Updated: Nov 4, 2022

Q : My business partner and I disagree on how we should handle a situation at work. We made a decision that turned out to be a pretty big mistake and it impacted our team in a negative way. I think we should acknowledge to the team that it was a mistake but my partner things we shouldn’t and that we should just move on. Who’s right?

A: What a great question. In short, in my opinion, you are. I would argue the key to regaining the respect and trust of your team is contingent upon your willingness to accept responsibility for your decision and its impact on the team.

There is often a perceived notion that leaders should hide weaknesses and mistakes. I disagree. Admitting you made a mistake is a sign of strength, maturity and a great leader.

Employees look to see how leaders respond to challenges before they’ll fully accept that person’s leadership. Your team will follow your lead and likely take more ownership of their roles & actions. Further, when they do make a mistake, they will take responsibility for it instead of trying to cover it up, which can happen. Acknowledging your mistake will actually increase trust and builds a culture that fosters team & innovation.
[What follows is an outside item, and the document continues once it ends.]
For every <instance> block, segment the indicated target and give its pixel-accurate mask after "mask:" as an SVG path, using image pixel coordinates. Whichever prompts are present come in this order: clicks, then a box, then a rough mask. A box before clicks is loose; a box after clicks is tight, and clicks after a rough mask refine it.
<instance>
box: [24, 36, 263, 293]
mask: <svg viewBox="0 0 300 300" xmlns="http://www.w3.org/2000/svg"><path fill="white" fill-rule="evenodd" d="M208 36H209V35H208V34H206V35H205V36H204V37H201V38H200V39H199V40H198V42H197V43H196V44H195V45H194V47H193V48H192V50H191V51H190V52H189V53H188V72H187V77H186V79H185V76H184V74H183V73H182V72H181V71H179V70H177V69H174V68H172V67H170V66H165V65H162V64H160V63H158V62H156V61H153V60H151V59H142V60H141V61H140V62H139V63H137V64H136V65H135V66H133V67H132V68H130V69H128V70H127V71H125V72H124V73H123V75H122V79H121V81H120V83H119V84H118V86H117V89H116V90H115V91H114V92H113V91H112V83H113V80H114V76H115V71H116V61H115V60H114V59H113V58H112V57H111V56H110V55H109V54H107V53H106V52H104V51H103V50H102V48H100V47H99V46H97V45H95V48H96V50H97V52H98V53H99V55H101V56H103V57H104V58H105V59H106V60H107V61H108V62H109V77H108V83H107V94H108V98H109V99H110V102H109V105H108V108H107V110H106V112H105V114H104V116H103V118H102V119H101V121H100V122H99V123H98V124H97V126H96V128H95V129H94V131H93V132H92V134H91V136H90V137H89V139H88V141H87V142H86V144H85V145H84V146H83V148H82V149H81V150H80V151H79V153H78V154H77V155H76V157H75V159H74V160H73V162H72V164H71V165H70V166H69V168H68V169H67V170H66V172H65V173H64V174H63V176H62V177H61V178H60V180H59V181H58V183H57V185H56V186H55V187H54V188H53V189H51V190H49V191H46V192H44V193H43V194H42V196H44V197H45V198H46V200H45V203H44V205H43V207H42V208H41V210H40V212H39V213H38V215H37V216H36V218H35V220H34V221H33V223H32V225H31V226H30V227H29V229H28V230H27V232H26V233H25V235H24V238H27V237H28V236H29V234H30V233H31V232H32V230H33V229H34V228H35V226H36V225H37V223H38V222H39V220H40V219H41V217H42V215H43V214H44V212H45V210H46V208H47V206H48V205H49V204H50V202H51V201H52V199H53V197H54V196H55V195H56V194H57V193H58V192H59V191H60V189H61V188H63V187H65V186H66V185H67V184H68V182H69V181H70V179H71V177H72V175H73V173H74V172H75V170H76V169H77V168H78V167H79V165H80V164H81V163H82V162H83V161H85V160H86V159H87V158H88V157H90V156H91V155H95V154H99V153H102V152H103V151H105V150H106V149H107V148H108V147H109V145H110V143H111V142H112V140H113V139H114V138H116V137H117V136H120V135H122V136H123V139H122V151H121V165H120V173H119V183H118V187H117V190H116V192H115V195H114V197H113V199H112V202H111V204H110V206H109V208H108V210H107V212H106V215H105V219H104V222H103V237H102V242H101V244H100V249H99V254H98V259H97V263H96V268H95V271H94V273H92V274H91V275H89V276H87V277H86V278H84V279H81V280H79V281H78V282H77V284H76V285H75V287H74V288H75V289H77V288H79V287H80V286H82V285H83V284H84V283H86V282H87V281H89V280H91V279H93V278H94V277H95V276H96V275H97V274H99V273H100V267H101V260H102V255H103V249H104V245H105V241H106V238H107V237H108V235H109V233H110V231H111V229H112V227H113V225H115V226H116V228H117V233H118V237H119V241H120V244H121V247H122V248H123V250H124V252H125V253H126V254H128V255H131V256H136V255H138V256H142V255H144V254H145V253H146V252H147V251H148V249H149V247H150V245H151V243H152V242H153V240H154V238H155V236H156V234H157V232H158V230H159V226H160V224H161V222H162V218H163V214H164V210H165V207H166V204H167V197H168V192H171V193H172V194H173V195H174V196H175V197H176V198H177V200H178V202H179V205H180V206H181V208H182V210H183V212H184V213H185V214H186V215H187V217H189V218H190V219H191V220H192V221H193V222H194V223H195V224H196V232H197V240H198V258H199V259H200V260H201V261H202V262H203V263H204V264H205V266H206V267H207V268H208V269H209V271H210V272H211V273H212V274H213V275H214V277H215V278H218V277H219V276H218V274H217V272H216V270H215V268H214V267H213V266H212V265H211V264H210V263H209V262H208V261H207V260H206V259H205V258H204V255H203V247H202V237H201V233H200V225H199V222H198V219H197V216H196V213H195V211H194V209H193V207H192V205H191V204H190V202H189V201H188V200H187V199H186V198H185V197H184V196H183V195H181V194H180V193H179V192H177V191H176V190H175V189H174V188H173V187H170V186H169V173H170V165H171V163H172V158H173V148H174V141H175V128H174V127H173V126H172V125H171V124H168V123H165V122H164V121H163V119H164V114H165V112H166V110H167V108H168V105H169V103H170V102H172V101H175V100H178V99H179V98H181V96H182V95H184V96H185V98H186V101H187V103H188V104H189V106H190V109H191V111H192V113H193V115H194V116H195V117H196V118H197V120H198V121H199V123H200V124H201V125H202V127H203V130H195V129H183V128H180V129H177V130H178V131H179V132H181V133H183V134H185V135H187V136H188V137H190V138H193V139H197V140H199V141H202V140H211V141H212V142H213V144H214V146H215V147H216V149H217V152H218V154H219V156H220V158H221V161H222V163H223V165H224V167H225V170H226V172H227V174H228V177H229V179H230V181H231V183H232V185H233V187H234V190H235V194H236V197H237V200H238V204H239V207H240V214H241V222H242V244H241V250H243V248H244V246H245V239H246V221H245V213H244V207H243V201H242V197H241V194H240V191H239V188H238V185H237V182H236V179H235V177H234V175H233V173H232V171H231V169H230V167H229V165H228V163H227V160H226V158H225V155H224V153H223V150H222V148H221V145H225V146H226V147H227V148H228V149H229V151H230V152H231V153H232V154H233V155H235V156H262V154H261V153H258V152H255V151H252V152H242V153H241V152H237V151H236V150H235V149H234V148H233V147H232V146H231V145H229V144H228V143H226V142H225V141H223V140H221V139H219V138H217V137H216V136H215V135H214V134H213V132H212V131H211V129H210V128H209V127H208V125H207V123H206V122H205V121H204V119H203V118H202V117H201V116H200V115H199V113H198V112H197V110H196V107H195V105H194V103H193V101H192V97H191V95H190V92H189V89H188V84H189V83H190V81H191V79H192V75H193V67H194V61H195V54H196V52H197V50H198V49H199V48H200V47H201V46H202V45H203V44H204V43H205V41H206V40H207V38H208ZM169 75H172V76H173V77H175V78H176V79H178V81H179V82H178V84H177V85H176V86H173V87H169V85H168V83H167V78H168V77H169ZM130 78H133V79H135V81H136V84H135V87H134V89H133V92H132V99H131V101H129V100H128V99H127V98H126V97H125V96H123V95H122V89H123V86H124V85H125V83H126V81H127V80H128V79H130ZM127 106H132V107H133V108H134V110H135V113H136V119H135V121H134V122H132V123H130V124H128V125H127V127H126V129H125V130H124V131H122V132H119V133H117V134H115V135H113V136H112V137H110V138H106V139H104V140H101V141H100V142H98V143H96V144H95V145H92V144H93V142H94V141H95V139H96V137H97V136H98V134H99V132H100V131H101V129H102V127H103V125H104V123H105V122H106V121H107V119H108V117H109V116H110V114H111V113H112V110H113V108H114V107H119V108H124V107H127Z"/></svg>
Admitting a mistake does take courage and practice. Here’s how it’s done:

  1. Say “I’m sorry” or “I apologize”– it’s got to be sincere or don’t bother. An insincere apology will make matters worse.

  2. Own your actions by saying what you regret about your actions. Don’t make excuses or defend your position. The buck stops with you.

  3. Say what you are doing to fix it and/or would do differently next time.

  4. Then do it – follow through. Your words and your actions must align.

My advice is do it sooner then later. You might be surprised how good you and your team feel once you’ve done it.